An extensive search of all Berkson hospital adaptations of the International Classification of Diseases, and International Classification of Diseases, Ninth Revision, codes diagnosing diabetes was performed using the Rochester Epidemiology Project (REP) to identify all potential patients within the age and diagnosis date criteria.8 The REP links all medical care delivered to residents of Olmsted County, Minnesota, using diagnostic codes.9 Given the relative isolation of residents in Olmsted County from other urban centers, the REP captures virtually all medical care provided to residents by the Mayo Clinic, Olmsted Medical Group, and their affiliated hospitals.10
A diagnosis of T1D was confirmed for inclusion if the medical record reported a diagnosis of insulin-dependent diabetes mellitus or type 1 diabetes with subsequent treatment consistent with management of T1D, whereas a diagnosis of T2D was confirmed as non–insulin-dependent diabetes mellitus or type 2 diabetes.3 Exclusion criteria included patients living outside Olmsted County at the time of their diabetes diagnosis, those diagnosed after 21 years of age or outside the study period, or if the patient or guardian denied research authorization. All medical records identified via the diagnostic code search were individually reviewed to assess for diagnostic accuracy and to extract relevant demographic data such as self-reported sex, race, and ethnicity. Hemoglobin A1c (HbA1c) values were collected according to the laboratory value that was closest, within a maximum of 6 months, to the date of diabetes diagnosis and at each follow-up eye examination. Blood pressure and antihypertensive medications were also documented at each recorded visit.

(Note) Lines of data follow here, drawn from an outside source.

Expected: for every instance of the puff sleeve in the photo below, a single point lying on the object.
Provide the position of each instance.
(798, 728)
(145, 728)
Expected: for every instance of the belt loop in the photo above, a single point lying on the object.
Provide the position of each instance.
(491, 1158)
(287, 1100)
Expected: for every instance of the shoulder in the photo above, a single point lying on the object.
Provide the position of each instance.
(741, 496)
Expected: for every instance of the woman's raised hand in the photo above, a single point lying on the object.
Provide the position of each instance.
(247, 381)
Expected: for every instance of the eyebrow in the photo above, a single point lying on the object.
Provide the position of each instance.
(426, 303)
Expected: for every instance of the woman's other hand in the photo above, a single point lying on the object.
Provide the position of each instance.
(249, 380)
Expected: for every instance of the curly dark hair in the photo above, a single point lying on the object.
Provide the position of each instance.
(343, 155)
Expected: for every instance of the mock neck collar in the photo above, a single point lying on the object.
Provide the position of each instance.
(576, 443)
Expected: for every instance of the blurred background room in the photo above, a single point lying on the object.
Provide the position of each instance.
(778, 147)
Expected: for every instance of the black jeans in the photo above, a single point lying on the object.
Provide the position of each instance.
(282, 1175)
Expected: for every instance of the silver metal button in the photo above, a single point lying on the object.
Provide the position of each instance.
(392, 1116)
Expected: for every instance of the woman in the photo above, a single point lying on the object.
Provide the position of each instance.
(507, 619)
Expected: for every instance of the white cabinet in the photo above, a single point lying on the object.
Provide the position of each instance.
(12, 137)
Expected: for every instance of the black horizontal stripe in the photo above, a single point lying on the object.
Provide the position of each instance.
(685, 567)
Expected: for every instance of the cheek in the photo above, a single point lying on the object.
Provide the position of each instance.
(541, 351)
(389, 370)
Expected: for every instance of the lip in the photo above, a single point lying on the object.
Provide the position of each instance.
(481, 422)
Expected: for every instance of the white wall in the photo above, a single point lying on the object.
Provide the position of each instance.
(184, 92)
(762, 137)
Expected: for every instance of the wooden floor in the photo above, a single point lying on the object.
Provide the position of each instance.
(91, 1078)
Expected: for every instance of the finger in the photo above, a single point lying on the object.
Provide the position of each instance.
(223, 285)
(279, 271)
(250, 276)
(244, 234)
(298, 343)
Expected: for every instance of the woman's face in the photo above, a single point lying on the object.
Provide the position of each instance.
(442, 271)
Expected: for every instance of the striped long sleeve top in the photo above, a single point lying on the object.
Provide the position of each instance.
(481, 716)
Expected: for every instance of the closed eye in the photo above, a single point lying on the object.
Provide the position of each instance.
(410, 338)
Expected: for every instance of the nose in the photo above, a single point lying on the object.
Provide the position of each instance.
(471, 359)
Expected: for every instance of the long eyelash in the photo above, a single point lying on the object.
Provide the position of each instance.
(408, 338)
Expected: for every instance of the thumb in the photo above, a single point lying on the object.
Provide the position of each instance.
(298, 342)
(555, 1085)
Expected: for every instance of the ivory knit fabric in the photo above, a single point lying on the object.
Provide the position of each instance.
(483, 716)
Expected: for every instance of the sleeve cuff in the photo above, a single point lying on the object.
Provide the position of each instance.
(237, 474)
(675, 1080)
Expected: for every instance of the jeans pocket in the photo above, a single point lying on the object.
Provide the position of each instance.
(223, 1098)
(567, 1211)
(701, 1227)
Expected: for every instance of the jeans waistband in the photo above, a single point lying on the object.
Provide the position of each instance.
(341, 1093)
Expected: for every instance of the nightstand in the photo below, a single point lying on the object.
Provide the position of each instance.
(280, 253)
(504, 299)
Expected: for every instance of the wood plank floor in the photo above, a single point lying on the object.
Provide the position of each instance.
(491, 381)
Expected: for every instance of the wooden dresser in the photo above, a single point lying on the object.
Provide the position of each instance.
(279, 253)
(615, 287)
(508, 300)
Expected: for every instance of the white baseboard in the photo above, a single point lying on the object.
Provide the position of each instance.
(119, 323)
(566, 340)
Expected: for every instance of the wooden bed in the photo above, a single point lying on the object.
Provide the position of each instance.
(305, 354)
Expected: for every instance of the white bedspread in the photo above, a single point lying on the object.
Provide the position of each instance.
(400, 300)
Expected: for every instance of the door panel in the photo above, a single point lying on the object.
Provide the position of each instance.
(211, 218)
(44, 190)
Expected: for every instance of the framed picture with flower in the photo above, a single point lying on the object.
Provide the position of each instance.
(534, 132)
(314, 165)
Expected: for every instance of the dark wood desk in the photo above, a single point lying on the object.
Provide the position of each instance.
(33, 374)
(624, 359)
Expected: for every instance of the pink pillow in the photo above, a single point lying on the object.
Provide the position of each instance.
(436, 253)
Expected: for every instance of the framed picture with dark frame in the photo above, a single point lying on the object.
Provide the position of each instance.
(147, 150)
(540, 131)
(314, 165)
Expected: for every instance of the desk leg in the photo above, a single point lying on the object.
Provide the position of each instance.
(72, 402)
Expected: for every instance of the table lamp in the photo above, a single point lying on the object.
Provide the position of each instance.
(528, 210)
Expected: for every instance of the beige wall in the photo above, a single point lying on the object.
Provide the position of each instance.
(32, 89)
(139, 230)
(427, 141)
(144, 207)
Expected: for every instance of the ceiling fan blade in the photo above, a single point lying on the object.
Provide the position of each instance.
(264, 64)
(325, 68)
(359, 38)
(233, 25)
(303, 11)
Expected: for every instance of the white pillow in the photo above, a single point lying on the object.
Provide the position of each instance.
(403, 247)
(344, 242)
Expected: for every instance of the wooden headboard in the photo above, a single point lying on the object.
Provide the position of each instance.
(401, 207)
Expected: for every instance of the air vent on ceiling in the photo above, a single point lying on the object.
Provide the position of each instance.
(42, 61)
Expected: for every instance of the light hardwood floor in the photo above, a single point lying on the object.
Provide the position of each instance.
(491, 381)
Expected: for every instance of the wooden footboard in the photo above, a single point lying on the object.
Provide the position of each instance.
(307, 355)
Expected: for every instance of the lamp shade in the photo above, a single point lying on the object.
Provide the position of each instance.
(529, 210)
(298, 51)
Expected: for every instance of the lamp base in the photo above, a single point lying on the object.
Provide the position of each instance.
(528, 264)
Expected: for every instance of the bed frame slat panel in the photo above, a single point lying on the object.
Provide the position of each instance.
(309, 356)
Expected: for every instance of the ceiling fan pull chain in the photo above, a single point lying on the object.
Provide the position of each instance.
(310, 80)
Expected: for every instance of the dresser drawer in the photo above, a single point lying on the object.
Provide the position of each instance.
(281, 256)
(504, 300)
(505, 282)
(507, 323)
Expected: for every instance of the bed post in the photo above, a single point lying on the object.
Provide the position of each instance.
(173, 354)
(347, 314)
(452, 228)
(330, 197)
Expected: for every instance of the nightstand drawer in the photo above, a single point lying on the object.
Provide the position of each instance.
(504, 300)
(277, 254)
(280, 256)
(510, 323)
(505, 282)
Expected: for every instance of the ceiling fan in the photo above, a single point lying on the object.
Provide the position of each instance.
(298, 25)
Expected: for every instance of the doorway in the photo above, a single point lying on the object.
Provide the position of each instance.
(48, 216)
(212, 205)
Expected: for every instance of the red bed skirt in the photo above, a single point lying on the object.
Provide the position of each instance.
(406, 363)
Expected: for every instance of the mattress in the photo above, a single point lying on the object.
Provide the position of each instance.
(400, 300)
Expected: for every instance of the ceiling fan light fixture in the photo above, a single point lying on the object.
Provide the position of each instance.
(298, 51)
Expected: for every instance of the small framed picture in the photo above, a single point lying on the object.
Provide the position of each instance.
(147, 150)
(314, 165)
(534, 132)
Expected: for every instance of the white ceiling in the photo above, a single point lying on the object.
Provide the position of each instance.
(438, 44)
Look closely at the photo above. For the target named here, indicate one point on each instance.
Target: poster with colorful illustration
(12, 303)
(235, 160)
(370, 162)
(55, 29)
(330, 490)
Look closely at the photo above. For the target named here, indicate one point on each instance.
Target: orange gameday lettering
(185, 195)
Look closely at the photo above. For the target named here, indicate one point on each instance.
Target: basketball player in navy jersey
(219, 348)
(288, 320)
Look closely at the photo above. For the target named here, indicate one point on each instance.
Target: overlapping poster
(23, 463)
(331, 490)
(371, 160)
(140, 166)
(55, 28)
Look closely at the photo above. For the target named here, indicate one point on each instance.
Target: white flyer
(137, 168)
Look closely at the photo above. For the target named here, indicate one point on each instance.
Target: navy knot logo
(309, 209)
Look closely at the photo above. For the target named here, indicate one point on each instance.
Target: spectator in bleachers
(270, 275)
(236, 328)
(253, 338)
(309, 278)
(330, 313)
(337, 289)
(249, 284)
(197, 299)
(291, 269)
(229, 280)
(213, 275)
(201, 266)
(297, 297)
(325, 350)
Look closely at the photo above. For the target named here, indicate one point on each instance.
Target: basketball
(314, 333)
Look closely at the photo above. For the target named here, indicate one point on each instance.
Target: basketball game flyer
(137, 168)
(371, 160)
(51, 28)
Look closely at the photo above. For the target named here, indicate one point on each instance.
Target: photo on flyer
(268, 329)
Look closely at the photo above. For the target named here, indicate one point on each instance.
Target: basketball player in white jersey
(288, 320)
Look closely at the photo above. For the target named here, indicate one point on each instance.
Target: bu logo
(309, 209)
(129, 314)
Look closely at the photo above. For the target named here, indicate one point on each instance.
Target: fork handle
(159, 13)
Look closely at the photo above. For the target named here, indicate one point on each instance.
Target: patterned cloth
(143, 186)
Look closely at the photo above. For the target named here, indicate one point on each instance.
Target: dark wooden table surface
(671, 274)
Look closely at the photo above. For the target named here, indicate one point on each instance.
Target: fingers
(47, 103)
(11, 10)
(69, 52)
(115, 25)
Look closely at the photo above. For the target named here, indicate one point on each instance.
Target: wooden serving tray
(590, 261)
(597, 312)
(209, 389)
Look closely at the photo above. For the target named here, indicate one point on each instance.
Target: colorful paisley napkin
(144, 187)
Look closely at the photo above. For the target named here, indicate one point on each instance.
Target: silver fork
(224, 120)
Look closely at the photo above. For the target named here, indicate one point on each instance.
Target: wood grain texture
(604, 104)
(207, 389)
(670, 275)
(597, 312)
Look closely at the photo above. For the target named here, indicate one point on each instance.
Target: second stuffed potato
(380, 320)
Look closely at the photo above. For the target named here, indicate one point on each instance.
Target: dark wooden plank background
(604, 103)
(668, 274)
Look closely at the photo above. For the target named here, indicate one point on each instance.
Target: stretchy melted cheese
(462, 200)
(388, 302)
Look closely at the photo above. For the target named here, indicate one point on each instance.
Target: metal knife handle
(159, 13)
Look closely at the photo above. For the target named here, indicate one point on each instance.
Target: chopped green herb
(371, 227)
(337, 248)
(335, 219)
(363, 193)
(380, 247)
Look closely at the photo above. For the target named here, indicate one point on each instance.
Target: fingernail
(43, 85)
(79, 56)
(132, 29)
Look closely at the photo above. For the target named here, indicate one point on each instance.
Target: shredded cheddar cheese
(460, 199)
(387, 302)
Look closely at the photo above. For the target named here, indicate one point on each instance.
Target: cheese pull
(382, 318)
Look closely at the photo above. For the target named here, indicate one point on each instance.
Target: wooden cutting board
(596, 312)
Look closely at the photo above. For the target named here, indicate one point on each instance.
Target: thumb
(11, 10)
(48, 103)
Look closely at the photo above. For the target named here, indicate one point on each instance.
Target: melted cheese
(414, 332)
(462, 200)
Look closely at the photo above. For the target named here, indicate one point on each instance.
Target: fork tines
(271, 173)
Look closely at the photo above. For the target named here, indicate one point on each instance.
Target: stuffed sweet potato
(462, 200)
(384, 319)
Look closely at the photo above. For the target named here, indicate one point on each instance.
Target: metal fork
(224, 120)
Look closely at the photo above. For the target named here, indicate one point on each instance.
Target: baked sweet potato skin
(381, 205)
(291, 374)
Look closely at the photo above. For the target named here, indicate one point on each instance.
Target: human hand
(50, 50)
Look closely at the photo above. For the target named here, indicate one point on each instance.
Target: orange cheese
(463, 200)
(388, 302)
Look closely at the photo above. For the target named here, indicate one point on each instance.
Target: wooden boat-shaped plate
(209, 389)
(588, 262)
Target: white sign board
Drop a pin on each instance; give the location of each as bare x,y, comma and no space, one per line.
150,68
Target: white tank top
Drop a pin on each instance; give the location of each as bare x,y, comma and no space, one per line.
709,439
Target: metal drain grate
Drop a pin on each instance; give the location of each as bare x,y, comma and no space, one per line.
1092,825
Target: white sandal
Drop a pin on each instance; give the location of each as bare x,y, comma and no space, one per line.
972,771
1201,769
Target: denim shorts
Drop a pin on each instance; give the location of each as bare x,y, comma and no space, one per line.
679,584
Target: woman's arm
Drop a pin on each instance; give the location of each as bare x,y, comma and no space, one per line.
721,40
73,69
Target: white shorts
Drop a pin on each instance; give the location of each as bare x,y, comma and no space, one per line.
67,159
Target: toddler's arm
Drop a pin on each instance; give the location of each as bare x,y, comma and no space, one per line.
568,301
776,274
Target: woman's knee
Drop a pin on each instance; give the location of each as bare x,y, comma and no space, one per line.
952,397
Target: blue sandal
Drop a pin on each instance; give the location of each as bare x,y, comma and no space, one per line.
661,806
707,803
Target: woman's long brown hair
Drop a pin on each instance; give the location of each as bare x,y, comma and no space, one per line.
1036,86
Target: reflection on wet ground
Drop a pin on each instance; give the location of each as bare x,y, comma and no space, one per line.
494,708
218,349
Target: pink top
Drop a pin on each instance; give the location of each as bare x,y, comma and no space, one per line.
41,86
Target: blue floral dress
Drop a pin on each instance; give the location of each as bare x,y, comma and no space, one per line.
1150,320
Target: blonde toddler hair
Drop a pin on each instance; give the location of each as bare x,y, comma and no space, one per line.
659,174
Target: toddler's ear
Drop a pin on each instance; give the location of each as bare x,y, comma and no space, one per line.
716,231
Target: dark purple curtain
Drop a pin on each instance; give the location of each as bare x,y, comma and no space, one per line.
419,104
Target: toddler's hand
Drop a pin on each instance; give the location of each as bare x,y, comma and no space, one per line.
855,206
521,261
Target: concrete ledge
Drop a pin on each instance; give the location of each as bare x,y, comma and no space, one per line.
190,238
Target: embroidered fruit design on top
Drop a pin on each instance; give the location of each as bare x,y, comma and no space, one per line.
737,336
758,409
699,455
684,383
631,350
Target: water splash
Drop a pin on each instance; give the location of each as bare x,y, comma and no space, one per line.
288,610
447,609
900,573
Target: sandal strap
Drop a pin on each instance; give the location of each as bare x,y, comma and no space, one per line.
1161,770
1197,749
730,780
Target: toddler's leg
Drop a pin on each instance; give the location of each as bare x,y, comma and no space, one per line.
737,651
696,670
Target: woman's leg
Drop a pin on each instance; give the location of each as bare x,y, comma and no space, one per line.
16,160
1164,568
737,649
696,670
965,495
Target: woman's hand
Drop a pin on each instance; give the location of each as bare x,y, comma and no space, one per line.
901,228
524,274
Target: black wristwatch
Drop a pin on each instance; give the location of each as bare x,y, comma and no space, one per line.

Among 1362 unique individuals with a diagnostic code of diabetes before 22 years of age, 606 met inclusion criteria, of whom 525 (86.6%) underwent at least 1 eye examination after their diagnosis of T1D or T2D, excluding 81 (13.4%) without an examination. Follow-up eye examinations were recorded for any change in retinopathy status through 40 years of age. Diabetes-associated ocular complications assessed in this study included nonproliferative diabetic retinopathy (NPDR), proliferative diabetic retinopathy (PDR), diabetic macular edema (DME), a visually significant cataract (VSC), and the need for pars plana vitrectomy (PPV). Diabetic retinopathy was determined by the clinical documentation of NPDR (including background diabetic retinopathy) or of PDR. If fundus imaging was present without a corresponding clinical examination, a retinal specialist (A.J.B.) reviewed the images to assess for evidence of retinopathy. In addition, DME was noted if physician documentation included the terms diabetic macular edema or clinically significant macular edema. Surgical records were reviewed to determine whether any of the study participants received a PPV due to a DAOC. The presence of a VSC was defined as a cataract requiring extraction or identified on slitlamp examination with a concurrent visual acuity of less than 20/40, without confounding factors such as a vitreous hemorrhage or macular edema. The observation of a cataract predating the diagnosis of diabetes or resulting from ocular trauma was excluded.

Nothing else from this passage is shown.